In a major step, scientists have revived the genome of an extinct Australian frog that gives birth through its mouth.

The extinct frog Rheobatrachus silus is one of the two species of gastric-brooding frogs or Platypus frogs that are native to Australia. They swallowed their eggs, brooded their young ones in their stomach and gave birth through their mouth. These frogs belong to the genus of ground-dwelling frogs and became extinct in the mid-80s.

A team of Australian scientists involved in the Lazarus Project ("de-extinction" project) are aiming to bring back to life the extinct Rheobatrachus silus frog. They recovered cell nuclei from the tissues of the frog collected in the 1970s and preserved in an conventional deep freezer for about 40 years.

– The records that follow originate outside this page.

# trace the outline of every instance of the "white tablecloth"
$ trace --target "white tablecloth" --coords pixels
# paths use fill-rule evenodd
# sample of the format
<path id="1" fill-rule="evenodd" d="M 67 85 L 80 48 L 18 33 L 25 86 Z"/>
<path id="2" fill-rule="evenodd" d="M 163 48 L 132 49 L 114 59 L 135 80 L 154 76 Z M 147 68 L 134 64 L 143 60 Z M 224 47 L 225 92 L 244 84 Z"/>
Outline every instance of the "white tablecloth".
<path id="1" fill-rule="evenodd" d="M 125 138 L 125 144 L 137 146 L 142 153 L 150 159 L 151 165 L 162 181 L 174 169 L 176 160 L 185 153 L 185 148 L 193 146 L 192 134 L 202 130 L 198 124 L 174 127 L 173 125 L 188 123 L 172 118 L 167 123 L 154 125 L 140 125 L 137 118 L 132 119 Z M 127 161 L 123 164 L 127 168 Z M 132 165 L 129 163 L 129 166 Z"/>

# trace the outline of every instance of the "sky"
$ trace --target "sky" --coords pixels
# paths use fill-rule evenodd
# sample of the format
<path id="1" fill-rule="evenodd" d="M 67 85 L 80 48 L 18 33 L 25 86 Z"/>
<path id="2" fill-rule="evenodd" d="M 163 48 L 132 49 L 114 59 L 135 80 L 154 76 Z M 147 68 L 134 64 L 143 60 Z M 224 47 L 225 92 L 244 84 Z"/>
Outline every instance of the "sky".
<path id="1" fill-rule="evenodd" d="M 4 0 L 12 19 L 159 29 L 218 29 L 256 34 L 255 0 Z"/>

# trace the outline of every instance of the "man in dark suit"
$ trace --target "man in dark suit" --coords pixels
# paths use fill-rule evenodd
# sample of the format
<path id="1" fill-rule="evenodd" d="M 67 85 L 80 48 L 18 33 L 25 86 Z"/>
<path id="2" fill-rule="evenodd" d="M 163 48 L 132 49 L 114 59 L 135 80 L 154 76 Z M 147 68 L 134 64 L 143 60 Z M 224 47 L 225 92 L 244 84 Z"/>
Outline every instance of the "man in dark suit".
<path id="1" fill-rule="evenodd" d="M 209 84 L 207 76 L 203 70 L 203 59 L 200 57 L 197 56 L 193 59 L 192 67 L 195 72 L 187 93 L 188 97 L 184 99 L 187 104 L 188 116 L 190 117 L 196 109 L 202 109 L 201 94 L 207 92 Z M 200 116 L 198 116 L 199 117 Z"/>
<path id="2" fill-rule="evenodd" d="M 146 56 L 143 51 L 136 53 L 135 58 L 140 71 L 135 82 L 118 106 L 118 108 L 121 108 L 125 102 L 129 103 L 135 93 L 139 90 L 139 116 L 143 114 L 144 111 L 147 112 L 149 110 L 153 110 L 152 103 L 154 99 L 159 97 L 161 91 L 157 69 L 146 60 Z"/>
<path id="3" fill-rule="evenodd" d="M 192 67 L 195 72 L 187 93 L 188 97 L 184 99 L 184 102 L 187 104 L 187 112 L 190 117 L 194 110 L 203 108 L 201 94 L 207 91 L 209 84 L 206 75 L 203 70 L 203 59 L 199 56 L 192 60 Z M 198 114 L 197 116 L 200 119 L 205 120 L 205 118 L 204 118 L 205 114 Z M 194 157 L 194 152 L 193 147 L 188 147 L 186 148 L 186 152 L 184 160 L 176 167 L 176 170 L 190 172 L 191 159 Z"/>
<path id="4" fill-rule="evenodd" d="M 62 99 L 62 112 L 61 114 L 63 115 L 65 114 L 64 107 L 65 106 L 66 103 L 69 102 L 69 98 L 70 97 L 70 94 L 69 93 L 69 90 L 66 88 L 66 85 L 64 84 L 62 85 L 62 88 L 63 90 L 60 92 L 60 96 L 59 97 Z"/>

Scientists used a laboratory technique known as somatic cell nuclear transfer. This technique was used to clone Dolly, the sheep. Dolly was the first mammal to have ever been cloned using adult animal cells in 1996. However, the sheep did not survive for long years and died in 2003.

In case of the extinct frog, researchers took donor eggs from the distantly related Great Barred Frog, Mixophyes fasciolatus (another Australian ground-dwelling frog), and inactivated the egg nuclei. It was replaced with dead nuclei from the extinct frog. Some of the eggs began to divide and grow into an early embryo stage. But none of them survived after a few days. Based on genetic tests, researchers confirmed that the dividing cells have genetic material belonging to the extinct frog.

"We are watching Lazarus arise from the dead, step by exciting step," the leader of the Lazarus Project team, Professor Mike Archer, of the University of New South Wales, said in a statement. "We've reactivated dead cells into living ones and revived the extinct frog's genome in the process. Now we have fresh cryo-preserved cells of the extinct frog to use in future cloning experiments," he said.

This is not the first time that researchers are working towards cloning an extinct animal. For instance, scientists are hoping to clone the woolly mammoth that became extinct 10,000 years ago. Remains of the giant mammal have been found mostly in the permafrost of Serbia. But their living cells required for the cloning process are yet to be found.